Methods:: Diabetes is induced in rats via a single i.p. injection of streptozotocin and normal animals are allowed to age beyond five months. Samples are collected from the VRI or vitreous at various time points using low-flow push-pull perfusion (LFPPP). Sampling probes are constructed from 90-micron outer- and 20-micron inner diameter fused silica capillary inserted into 170-micron outer and 100-micron inner diameter capillary. The probes are positioned in the in the vitreous cavity using a 29-gauge guide needle. Probe placement is confirmed by indirect ophthalmoscopy. Nanoliter sample collection occurs at a flow rate of 50 nL/min as physiological saline is infused and withdrawn through the probe concurrently.

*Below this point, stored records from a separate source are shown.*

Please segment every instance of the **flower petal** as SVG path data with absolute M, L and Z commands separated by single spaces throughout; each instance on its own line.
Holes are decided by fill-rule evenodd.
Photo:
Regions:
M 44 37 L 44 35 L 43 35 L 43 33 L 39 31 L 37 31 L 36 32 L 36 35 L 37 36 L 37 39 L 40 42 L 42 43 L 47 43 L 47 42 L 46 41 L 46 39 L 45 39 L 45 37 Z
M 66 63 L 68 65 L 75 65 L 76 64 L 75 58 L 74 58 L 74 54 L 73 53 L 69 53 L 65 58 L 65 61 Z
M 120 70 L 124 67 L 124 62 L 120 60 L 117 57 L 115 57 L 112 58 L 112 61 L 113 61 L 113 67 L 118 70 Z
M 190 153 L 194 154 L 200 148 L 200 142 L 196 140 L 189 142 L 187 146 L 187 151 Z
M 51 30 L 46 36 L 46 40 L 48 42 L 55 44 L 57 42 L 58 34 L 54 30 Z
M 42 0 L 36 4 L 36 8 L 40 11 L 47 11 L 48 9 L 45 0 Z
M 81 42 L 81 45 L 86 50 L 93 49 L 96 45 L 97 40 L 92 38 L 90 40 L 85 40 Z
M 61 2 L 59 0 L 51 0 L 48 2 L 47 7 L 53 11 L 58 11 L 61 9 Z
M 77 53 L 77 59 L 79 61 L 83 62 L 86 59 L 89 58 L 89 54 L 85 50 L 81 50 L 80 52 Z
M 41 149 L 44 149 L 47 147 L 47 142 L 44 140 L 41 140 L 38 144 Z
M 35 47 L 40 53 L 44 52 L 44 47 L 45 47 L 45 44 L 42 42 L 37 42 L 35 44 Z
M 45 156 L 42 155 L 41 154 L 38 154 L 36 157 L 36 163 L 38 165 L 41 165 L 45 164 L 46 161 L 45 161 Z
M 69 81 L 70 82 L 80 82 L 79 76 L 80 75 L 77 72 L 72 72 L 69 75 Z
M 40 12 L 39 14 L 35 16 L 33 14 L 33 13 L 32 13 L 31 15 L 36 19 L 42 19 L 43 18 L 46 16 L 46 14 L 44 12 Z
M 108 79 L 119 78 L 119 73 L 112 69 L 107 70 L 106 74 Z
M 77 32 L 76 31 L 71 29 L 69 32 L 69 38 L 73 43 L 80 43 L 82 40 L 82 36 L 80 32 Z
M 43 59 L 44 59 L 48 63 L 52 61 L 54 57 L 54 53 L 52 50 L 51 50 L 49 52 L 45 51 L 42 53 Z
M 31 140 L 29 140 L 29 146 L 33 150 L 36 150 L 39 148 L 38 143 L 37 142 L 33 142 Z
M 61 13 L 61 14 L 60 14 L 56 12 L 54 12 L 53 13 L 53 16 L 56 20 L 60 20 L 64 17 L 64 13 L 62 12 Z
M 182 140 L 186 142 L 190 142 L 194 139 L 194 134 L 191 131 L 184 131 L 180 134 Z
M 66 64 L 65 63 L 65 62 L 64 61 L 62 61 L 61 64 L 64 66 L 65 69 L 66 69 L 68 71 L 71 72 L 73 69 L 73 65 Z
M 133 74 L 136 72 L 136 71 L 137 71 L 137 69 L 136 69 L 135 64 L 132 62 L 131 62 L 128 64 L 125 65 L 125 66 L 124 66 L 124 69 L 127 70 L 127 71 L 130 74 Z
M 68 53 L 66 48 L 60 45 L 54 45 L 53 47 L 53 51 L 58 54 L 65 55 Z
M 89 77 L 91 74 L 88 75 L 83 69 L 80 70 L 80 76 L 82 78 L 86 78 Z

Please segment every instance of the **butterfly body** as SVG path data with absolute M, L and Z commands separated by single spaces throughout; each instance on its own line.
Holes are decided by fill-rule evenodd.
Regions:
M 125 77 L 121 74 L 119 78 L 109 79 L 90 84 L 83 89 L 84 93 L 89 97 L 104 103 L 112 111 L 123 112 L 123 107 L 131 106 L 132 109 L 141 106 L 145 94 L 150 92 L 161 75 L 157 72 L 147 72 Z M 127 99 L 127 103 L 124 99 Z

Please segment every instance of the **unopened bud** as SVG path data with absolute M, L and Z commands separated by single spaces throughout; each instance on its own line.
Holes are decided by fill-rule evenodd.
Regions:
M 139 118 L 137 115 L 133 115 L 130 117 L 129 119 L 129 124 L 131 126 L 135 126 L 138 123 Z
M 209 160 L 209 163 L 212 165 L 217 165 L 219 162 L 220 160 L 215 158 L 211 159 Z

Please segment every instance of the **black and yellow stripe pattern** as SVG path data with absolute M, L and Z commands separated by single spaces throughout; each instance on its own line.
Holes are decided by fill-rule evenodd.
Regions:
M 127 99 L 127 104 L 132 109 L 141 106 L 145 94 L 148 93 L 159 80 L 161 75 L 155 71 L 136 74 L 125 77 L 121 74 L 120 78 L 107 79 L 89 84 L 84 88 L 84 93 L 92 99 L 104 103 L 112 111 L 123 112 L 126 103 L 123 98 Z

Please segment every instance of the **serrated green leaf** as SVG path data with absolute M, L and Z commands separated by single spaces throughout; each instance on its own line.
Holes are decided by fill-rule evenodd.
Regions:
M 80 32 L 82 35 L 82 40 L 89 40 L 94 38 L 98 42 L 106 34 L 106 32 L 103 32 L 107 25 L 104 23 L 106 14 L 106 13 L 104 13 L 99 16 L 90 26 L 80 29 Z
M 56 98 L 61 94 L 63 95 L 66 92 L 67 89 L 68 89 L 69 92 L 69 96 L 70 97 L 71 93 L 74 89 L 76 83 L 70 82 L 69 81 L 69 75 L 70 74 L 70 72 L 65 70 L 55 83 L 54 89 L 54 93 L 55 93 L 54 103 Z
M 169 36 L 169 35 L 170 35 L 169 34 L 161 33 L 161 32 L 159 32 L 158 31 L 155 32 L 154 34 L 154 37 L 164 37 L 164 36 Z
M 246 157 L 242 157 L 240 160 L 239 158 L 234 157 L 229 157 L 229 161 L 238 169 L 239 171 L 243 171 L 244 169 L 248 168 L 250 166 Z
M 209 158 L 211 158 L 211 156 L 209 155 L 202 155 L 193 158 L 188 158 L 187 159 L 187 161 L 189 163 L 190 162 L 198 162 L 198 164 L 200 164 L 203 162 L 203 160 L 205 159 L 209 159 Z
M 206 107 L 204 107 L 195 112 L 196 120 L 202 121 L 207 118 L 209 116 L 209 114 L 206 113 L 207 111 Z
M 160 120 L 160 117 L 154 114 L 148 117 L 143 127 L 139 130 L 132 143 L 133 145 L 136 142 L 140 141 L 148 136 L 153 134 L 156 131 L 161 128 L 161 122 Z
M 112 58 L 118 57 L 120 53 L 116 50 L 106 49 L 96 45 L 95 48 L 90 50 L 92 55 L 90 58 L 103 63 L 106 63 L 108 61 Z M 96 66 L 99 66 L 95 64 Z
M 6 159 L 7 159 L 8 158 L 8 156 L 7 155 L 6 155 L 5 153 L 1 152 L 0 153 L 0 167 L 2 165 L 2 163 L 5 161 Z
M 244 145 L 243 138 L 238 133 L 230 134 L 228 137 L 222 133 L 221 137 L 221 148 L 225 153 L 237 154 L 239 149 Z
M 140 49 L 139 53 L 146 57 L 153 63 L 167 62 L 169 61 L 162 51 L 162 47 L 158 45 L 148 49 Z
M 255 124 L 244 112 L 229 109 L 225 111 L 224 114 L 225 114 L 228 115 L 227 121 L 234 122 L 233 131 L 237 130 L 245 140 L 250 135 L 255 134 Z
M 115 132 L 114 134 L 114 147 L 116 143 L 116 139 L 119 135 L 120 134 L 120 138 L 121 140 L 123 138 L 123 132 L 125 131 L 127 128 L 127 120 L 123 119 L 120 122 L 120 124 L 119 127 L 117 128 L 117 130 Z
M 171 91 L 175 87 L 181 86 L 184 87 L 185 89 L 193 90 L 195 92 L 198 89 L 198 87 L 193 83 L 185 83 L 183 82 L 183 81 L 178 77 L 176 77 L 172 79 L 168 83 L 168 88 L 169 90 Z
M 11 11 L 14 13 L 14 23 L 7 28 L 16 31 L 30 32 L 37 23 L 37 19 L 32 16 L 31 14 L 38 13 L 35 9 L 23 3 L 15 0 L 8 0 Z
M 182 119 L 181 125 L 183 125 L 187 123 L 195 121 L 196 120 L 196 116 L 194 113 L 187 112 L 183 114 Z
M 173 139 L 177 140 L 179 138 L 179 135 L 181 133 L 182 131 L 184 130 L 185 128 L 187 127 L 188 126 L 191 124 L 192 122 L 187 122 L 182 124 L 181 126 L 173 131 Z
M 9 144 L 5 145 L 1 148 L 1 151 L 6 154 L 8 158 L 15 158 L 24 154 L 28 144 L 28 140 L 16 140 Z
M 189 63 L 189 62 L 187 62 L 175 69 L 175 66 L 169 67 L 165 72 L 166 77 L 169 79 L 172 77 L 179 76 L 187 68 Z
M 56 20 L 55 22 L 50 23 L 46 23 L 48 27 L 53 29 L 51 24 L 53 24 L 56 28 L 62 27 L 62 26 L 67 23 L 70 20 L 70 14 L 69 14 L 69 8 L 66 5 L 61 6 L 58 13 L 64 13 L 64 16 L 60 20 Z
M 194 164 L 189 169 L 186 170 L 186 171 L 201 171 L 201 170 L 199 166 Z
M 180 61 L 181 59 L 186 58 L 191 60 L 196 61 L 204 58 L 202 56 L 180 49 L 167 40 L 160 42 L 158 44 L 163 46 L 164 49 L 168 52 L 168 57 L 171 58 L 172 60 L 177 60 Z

Nitric oxide (NO) metabolites (nitrate and nitrite), glutamate and other amino acids are monitored by capillary electrophoresis (CE) with absorbance or laser-induced fluorescence detection, respectively.

Results:: Animal models are suitable for in vivo sample collection from the vitreous cavity. Diabetes induction significantly elevates glutamate and NO metabolite levels at the VRI at 6 and 8 weeks respectively. Additionally, when compared to normal animals, aged animals display ~ 3 fold increase in nitrate production.

Conclusions:: The data implicates both glutamate and NO involvement in diabetic retinopathy. NO, as the primary source of nitrate and nitrite, appears also to be involved with chemical changes occurring during the aging process. With LFPPP it is possible to characterize multiple types of chemical changes. By following the chemical changes relevant to differing disease hypotheses it will likely provide unique targets for potential treatments.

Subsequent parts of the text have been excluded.